Agency problems are controlled in practice in three ways. What are they?

A
  • First, corporations set up internal controls and decision making procedures to prevent wasteful spending and discourage careless investment.
  • Second, corporations try to design compensation schemes that align managers’ and shareholders’ interest.
  • Third, the corporations are constrained by systems of corporate governance.
66
Q

How to create a good executive compensation scheme/package?

A
  • Be clearly defined, impossible to manipulate and easy to monitor.
  • Include a fixed base salary plus an annual award tied to earnings or other measures of financial performance (plus rewards linked to changes in shareholder wealth (e.g. economic value added, EVA)).
  • Match managers’ time horizon to shareholders’ time horizons.
  • Encourage managers to adopt the same attitudes risk as shareholders. Usually managers are more risk averse than shareholders because managers’ wealth is closely linked to the survival and function of the company.
67
Q

The more senior the manager…

A

The smaller the base salary as a fraction of total compensation.

68
Q

Compensation is not all…

A

In cash, but partly in shares.

69
Q

Stock options provide…

A

Incentives to maximise stock price per share.

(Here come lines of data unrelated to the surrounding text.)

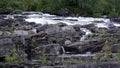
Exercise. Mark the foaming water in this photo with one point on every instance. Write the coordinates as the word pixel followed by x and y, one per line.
pixel 87 32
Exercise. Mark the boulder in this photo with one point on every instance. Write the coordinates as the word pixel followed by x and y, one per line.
pixel 50 49
pixel 6 46
pixel 93 45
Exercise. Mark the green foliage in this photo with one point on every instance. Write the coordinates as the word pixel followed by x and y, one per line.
pixel 14 58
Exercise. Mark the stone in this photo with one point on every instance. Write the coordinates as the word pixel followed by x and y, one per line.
pixel 6 46
pixel 93 45
pixel 50 49
pixel 20 32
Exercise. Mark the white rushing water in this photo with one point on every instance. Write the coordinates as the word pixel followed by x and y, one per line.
pixel 41 18
pixel 87 32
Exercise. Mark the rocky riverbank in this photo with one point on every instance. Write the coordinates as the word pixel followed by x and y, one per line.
pixel 38 40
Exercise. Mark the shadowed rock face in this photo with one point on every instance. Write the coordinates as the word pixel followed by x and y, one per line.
pixel 57 41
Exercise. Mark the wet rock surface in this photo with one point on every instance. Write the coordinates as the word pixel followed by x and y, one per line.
pixel 56 42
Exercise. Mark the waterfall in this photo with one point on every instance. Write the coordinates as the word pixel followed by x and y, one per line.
pixel 63 50
pixel 87 32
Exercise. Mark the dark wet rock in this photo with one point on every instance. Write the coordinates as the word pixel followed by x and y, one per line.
pixel 20 32
pixel 50 49
pixel 6 46
pixel 94 45
pixel 50 52
pixel 115 20
pixel 115 48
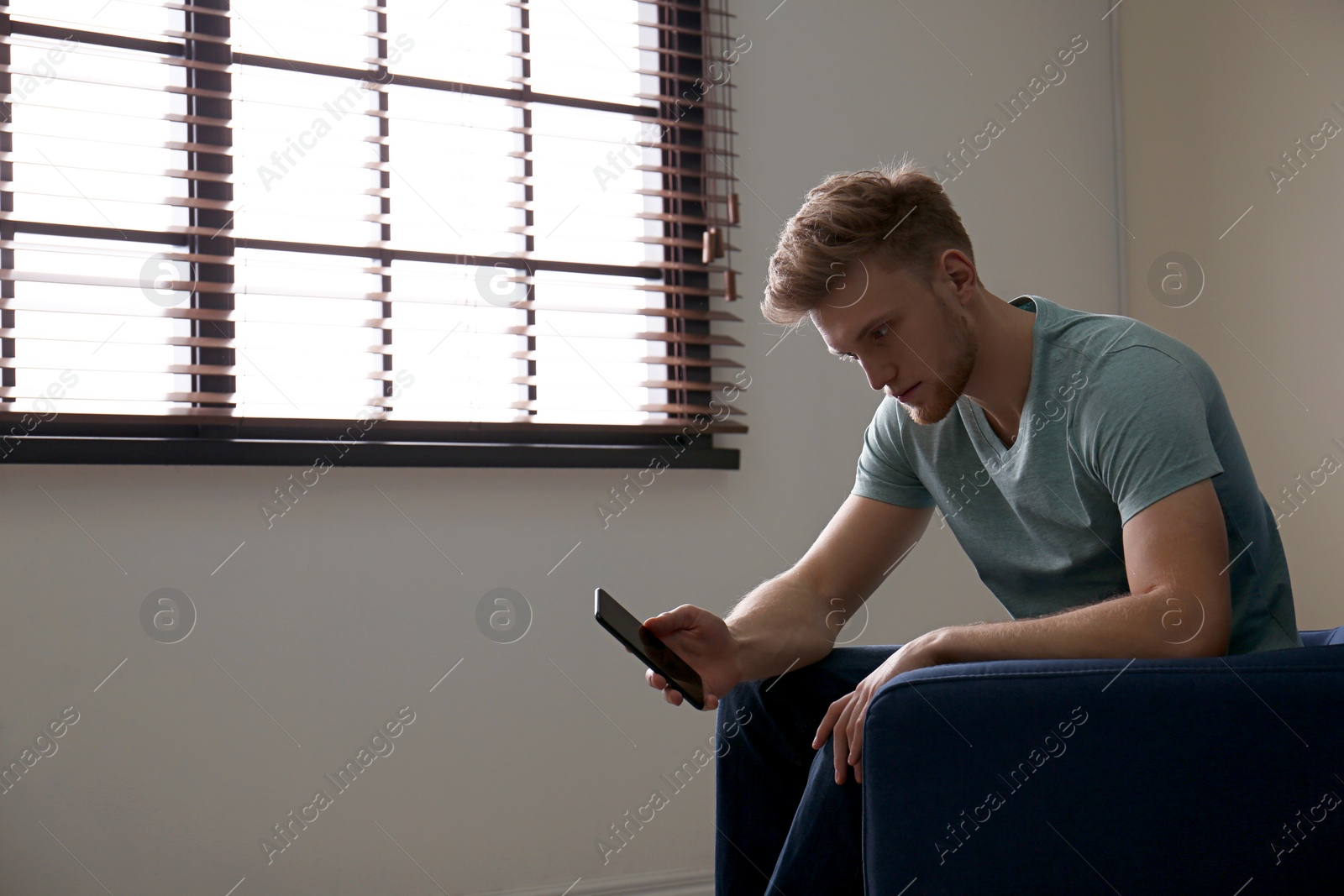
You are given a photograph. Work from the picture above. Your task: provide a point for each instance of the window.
(437, 233)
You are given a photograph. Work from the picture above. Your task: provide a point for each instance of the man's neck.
(1001, 375)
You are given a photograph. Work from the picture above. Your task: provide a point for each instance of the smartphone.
(648, 647)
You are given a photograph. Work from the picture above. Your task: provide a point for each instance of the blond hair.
(898, 212)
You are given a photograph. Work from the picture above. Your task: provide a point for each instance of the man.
(1088, 464)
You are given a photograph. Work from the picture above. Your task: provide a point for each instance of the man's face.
(907, 336)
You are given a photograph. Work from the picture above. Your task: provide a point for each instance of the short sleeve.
(884, 473)
(1142, 426)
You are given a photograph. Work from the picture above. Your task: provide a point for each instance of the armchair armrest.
(1108, 775)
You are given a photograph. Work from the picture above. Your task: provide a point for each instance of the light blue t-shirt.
(1117, 417)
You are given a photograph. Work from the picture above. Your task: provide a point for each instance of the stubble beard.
(944, 391)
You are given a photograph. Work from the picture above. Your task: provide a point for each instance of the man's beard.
(941, 392)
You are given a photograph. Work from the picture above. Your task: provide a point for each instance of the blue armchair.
(1211, 775)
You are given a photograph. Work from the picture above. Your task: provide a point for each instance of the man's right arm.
(792, 620)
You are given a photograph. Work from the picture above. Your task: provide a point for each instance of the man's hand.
(705, 641)
(847, 714)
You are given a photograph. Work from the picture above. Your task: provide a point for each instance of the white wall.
(344, 613)
(1214, 94)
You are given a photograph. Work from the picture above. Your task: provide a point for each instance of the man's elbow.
(1200, 627)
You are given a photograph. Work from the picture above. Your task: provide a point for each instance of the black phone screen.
(647, 645)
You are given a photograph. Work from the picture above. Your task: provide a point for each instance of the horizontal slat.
(387, 322)
(390, 425)
(651, 359)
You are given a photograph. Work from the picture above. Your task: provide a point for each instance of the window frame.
(682, 439)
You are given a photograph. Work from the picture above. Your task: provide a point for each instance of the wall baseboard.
(667, 883)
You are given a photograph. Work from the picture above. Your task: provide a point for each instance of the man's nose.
(878, 374)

Executives have the right to buy the company’s stock at a specified price for a finite period of time (call options).

70
Q

What is corporate governance?

A

The laws, regulations, institutions, and corporate practices that protect shareholders and other investors.

71
Q

When scandals happen, we say that…

A

Corporate governance has broken down.

72
Q

What are the elements of good corporate governance?

A
  • Legal requirements, for example, insider trading is forbidden/illegal.
  • Board of Directors; there should be independent/non executive directors, as well as a separation of chairman and CEO, otherwise if one person holds and serves both positions they become too powerful.
  • Activist shareholders; institutional shareholders and block holders have more power and ability to actively monitor the performance of a corporation. Monitoring can reduce agency costs and prevent illegal and unethical actions taken by managers.
  • Takeovers; if a manager does a bad job or performs poorly, the company will become a potential target for other investors. The possible threat of a takeover can reduce agency costs and agency problems.
  • Information; transparency for investors, there should be no information asymmetry. Investors should have a high level of, detailed and up to date information for corporate governance to work effectively. This way agency costs can be reduced and controlled.